I got used to the stop and go, sway to the right and left, and close quarters with a human full time, after only a day or two. The first day I hid my head under Matt's pillow on his bed. But after that I road on the dashboard mostly, feeling awestruck by the ever changing view. Then after a while it didn't seem to change all that much. Same stuff each day. But after 5 years of this I wish Matt would get another job. I like being home with all my toys and want to stay here.

Tuesday, September 21, 2010

Things Could Be Worse...

We're sitting in New Stanton, PA, waiting for the lumpers to unload our trailer load full of Clorox products, and pondering the meaning of life. For me, it's being able to flop my gloriously lazy, furry body on Matt's pillows and laptop computer case and have no care what-so-ever in the world.

For Matt, it's to pass his blood pressure test tomorrow morning. He's fretting. He almost always passes it, but he frets anyway. It must be the "almost" part that gets him fretting.
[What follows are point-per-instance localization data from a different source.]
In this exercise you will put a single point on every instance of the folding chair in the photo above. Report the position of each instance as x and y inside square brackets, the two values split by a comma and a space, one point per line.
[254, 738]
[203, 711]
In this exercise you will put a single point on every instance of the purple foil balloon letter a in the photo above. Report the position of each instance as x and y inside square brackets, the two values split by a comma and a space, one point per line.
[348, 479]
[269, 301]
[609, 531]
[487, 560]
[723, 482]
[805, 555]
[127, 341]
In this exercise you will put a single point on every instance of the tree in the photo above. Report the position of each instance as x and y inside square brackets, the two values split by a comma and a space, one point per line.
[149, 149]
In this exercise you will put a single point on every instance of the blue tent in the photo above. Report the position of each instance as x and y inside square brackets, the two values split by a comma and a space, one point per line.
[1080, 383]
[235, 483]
But I don't have to worry about such things, only that Matt doesn't abandon me like my last owner. This would mean that I would starve and slowly wither away and die. I would have no predisone administered to me to reduce my inner inflammation, allowing me to eliminate waste matter (poo) properly. In laycats terms, I'd get bound up with a thousand fur balls. It wouldn't matter what someone fed me, or what wonderful dumpster I'd eat out of. Oh, I miss dumpsters...like a grande buffet: dead rats, fish heads, and thousands of other surprises just waiting for me to sample them.

So I lay there....and wait for the next bout of excitement...or the next meal...or the next fly to buzz by me...and I just live.